FluxML / FluxTraining.jl

A flexible neural net training library inspired by fast.ai
https://fluxml.ai/FluxTraining.jl
MIT License
117 stars 25 forks source link

`Scheduler` causes cycle in execution DAG? #122

Closed darsnack closed 2 years ago

darsnack commented 2 years ago

I have the following script:

lossfn = Flux.Losses.logitcrossentropy

# define schedule and optimizer
initial_lr = 0.1
schedule = Step(initial_lr, 0.5, 20)
optim = Flux.Optimiser(Momentum(initial_lr), WeightDecay(1e-3))

# callbacks
logger = TensorBoardBackend("tblogs")
schcb = Scheduler(LearningRate => schedule)
hlogcb = LogHyperParams(logger)
mlogcb = LogMetrics(logger)
valcb = Metrics(Metric(accuracy; phase = TrainingPhase, name = "train_acc"),
                Metric(accuracy; phase = ValidationPhase, name = "val_acc"))

# setup learner object
learner = Learner(m, lossfn;
                  data = (trainloader, valloader),
                  optimizer = optim,
                  callbacks = [ToGPU(), mlogcb, valcb])

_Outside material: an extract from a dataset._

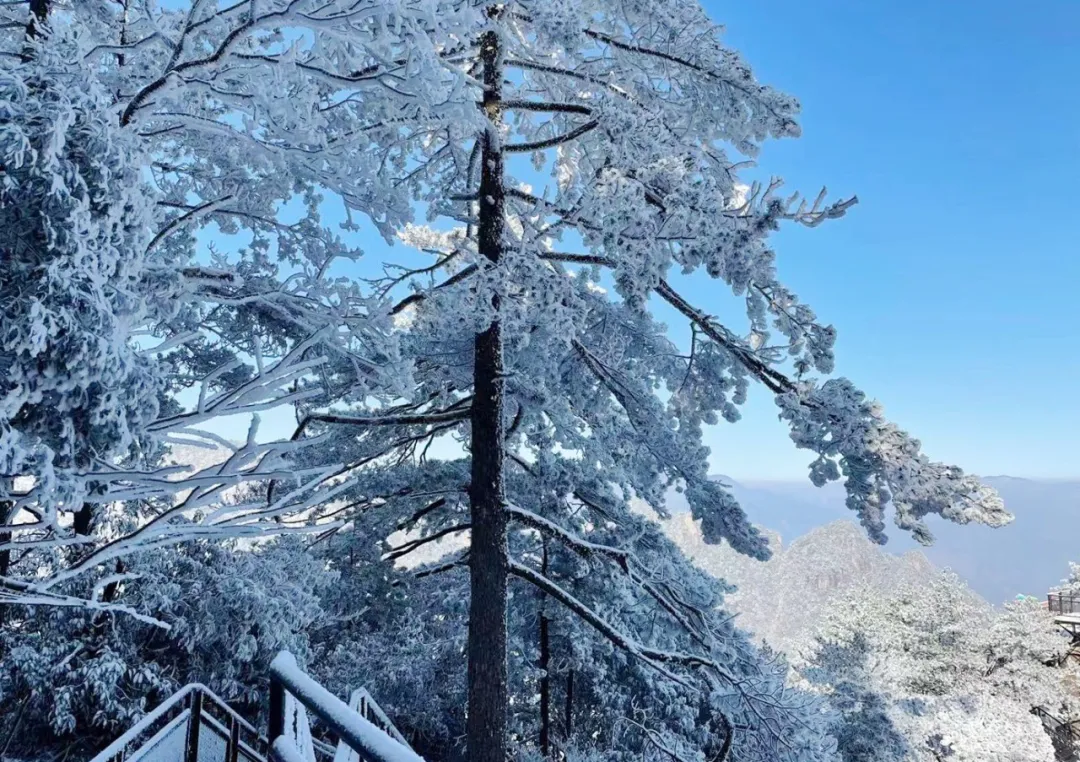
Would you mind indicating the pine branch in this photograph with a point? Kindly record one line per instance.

Any time I add schcb to the list of callbacks passed to the Learner, I get an error from FluxTraining that there is a cycle in the DAG. This did not happen in previous versions of FluxTraining (though I haven't been able to bisect the change yet).

lorenzoh commented 2 years ago

Since what version?

Can you give a stacktrace and dump learner.callbacks.cbs?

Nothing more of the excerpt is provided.